Si se volvió pía o lo hizo por conveniencia –finalmente el
Papa no lo recibió a Hugo Moyano antes del paro, lo que le hubiera otorgado a
la huelga una significación inquietante–, Cristina es otra. Y no sólo con la
Iglesia, sino con el propio y entronizado Bergoglio, a quien alguna vez quiso
reemplazar con el obispo Sarlinga en un golpe de Estado eclesiástico (operado,
dicen, por Sergio Massa), tal vez por indicación de Rubén Di Monte, a cargo
entonces de la Basílica de Luján y con línea directa con el Vaticano (la mandataria
solía apelar a Di Monte para conseguir y obsequiar réplicas de yeso de la
Virgen, una de las cuales se llevó con unción y reverencia Hugo Chávez a
Venezuela). Pero el intento fracasó: Bergoglio dominaba hasta la última tuerca
del aparato religioso, mejor que los Kirchner al PJ. Si en este último año
Cristina modificó estas relaciones superiores con Bergoglio, al mismo tiempo
alteró otras más subalternas que parecían intrínsecas a su gobierno y de
imposible revisión, dos de ellas caracterizadas como pilares de su firma en la
gestión: 1) la economía (con la introducción insuficiente de medidas
elementales contenidas en los libros de texto); 2) la política de seguridad,
entendida esta cuestión como un dogma de la familia.

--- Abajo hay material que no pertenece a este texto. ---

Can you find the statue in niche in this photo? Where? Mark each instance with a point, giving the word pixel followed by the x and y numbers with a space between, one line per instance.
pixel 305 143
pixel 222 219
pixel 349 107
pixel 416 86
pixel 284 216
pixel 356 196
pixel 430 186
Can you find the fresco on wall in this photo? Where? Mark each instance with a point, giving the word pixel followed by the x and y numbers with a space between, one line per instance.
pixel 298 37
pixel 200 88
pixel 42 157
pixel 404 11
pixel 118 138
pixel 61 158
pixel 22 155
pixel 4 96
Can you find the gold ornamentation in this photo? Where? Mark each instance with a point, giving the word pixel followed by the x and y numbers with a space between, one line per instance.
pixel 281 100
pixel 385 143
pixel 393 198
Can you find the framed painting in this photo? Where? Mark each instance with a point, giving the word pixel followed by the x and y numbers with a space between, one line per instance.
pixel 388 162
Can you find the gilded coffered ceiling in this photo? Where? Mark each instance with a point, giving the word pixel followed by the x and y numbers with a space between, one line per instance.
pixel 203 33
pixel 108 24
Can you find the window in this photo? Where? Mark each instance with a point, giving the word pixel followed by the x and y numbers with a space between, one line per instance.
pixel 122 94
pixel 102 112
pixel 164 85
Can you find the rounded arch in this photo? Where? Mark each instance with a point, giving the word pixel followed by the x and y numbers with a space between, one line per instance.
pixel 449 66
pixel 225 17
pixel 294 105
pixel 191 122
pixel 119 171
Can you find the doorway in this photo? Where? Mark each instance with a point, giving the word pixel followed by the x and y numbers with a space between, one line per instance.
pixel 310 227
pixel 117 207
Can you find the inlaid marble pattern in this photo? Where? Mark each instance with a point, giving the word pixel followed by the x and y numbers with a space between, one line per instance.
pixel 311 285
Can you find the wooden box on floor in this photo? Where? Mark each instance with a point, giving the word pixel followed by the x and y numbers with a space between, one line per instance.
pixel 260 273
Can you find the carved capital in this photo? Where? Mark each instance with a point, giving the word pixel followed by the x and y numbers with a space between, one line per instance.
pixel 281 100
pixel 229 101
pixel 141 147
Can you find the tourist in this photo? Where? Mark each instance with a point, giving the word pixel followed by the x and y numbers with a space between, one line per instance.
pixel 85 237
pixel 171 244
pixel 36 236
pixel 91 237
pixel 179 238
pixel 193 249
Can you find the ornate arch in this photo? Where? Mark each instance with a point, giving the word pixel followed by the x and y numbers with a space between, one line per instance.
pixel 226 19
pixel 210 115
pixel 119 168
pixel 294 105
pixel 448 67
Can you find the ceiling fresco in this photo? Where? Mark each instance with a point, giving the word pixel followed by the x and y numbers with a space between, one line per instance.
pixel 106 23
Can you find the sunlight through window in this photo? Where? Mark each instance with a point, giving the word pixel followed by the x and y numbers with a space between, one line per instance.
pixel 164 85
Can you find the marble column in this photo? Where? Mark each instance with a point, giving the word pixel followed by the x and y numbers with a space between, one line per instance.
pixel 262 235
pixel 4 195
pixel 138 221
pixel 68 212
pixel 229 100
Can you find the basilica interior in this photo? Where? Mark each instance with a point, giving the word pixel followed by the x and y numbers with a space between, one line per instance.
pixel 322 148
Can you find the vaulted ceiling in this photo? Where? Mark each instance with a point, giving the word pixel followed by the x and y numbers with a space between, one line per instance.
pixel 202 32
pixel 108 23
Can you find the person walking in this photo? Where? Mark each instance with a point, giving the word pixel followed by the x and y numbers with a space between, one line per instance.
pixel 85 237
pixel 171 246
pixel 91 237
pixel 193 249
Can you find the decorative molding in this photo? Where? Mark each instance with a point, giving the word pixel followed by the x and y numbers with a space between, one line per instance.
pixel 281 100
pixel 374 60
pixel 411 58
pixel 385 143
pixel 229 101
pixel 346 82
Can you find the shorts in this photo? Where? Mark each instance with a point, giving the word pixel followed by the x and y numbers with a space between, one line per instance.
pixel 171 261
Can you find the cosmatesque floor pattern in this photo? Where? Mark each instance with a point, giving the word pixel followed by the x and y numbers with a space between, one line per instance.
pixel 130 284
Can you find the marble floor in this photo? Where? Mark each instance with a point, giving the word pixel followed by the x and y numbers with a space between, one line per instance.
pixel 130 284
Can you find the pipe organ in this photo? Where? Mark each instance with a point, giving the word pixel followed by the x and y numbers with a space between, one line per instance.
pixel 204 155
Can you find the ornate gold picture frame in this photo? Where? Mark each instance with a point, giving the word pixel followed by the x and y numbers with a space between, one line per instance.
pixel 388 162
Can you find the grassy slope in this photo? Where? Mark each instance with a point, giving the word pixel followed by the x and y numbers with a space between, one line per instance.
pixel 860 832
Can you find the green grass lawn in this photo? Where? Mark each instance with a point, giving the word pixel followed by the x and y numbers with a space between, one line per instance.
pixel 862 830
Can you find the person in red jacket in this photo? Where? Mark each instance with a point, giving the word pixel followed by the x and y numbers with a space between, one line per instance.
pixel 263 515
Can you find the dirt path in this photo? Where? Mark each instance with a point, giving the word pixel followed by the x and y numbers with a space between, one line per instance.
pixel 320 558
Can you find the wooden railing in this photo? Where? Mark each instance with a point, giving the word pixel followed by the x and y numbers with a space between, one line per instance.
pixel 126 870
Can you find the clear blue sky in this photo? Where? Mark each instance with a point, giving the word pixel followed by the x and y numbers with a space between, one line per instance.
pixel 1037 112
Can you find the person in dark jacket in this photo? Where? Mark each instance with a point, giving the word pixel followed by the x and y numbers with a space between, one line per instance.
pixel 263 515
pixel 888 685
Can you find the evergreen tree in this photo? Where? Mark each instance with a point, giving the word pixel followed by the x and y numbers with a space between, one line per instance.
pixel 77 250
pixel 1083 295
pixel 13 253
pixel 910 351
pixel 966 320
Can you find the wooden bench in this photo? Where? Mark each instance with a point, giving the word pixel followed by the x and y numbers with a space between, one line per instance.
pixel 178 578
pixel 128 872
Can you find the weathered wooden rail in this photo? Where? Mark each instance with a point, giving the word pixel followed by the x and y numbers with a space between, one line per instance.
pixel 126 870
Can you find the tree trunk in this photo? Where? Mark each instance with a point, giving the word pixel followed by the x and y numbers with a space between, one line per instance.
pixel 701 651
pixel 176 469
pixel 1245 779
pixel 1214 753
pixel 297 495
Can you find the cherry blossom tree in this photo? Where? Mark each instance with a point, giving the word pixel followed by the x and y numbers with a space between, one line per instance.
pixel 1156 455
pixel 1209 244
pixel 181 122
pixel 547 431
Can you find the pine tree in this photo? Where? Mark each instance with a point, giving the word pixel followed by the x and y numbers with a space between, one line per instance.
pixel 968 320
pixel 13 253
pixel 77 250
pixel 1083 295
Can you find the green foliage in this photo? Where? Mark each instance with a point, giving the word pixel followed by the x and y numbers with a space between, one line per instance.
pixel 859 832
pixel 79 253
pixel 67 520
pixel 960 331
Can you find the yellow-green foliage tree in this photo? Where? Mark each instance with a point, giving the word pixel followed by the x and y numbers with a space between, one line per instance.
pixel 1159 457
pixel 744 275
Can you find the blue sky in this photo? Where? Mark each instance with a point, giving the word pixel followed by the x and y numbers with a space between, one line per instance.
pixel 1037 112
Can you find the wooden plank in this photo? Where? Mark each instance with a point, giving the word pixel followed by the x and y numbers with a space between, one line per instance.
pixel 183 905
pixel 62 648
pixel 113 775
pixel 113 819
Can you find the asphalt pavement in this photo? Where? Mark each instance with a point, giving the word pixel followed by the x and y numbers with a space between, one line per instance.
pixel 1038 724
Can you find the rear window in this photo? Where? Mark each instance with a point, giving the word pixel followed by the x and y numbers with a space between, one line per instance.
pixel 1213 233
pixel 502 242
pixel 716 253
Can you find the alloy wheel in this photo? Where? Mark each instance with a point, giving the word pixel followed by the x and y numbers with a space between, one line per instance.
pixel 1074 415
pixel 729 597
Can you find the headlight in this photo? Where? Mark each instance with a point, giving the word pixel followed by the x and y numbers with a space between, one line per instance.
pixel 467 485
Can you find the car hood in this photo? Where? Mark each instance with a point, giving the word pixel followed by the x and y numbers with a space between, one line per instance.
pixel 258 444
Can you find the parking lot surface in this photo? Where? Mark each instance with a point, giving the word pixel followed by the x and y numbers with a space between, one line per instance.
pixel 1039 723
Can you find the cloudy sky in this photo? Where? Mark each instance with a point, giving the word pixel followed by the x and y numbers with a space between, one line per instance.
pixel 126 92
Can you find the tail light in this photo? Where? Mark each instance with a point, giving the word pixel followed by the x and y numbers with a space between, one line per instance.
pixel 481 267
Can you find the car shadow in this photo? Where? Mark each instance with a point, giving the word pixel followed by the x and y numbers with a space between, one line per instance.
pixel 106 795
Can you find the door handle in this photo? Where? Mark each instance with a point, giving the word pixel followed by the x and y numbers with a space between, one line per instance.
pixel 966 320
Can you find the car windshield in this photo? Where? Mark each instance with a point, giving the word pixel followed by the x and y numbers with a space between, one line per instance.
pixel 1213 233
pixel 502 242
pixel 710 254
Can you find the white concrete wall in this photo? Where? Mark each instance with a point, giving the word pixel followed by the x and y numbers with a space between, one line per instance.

En los dos casos, Cristina envió al desván los trastos de
una propaganda de diez años. No son los únicos cambios del último año de
declive.
En su entorno, unos empiezan a ver estos movimientos como
una traición a supuestos principios ideológicos, otros los asimilan como
necesarias adaptaciones a una realidad hostil, como si se tratara de episodios
ocurridos –por ejemplo– en España, Adolfo Suárez volviéndose contra el legado
de Franco o Felipe González desentendiéndose de la izquierda por incluirse en
la OTAN. La historia abunda en estos episodios de trasvasamientos y desvíos,
casi naturales al ejercicio del poder. Tan comunes como la coincidencia, ante
el año y medio que resta de gestión, de que los nuevos procedimientos del
Gobierno responden a un dicho popular: hay que vivir. Hasta el final, por lo
menos.
Se devana Kicillof por parecer diferente, copiar el estilo
Chicago de Juan Carlos de Pablo sin corbata, mostrar que la inflación alta no
es alta, que no hay estancamiento aunque se compra y se vende menos y que tiene
un plan económico en un centenar de filminas que sólo él y sus amigos conocen.
Casi un Mallarmé de la economía, por lo hermético. Tan arduo ese rol ficticio
de ser lo que no es, como el de aquellos llamados garantistas que deben
cargarse y explicar los planes de emergencia de Granados y Casal en la
provincia de Buenos Aires, las andanzas frustradas de Sergio Berni por Santa Fe
o una ley para evitar piquetes o la protesta. No hay compensación grata para
estos sectores deshauciados, curiosamente tampoco se alegran sus opuestos a pesar
de que pregonaban parte de las traumáticas decisiones últimas en economía y
seguridad.
Mundo incierto el de la política, tiempo de descuento cuando
al partido le falta concluir un tercio.
Mientras, Cristina y los suyos se visten de lo que no han sido
–basta leer la tibia y razonable desmentida del diputado Larroque para afirmar
que él no está en contra de Daniel Scioli– y hasta promueven operativos que
intentan no perder cierta mística, la épica naufragada por la devaluación, las
tasas de Martínez de Hoz, el eventual endeudamiento, el control de los
movimientos sociales, la posible represión de revoltosos con militares a cargo.
De ahí la vuelta al operativo Dorrego, aquella experiencia de común acuerdo
entre militares y Montoneros, entre el general Harguindeguy y Firmenich, que
ahora refrescan La Cámpora y el general Milani con el mismo espíritu
asociativo. Se trató entonces de una breve impasse en la matanza que se
prodigaban en los 70, a favor de un sectario aprovechamiento político que no
lograron consumar porque los esterilizó Perón. Si hasta los dos bandos
perseguían como blanco a organizaciones de izquierda que no comulgaban con el
proyecto, pretendían aislarlas, apartarlas, cuando uno ya sabe lo que
significaban esos términos en aquellos tiempos. Tiempos en que ciertos
protagonistas tampoco decían lo que eran.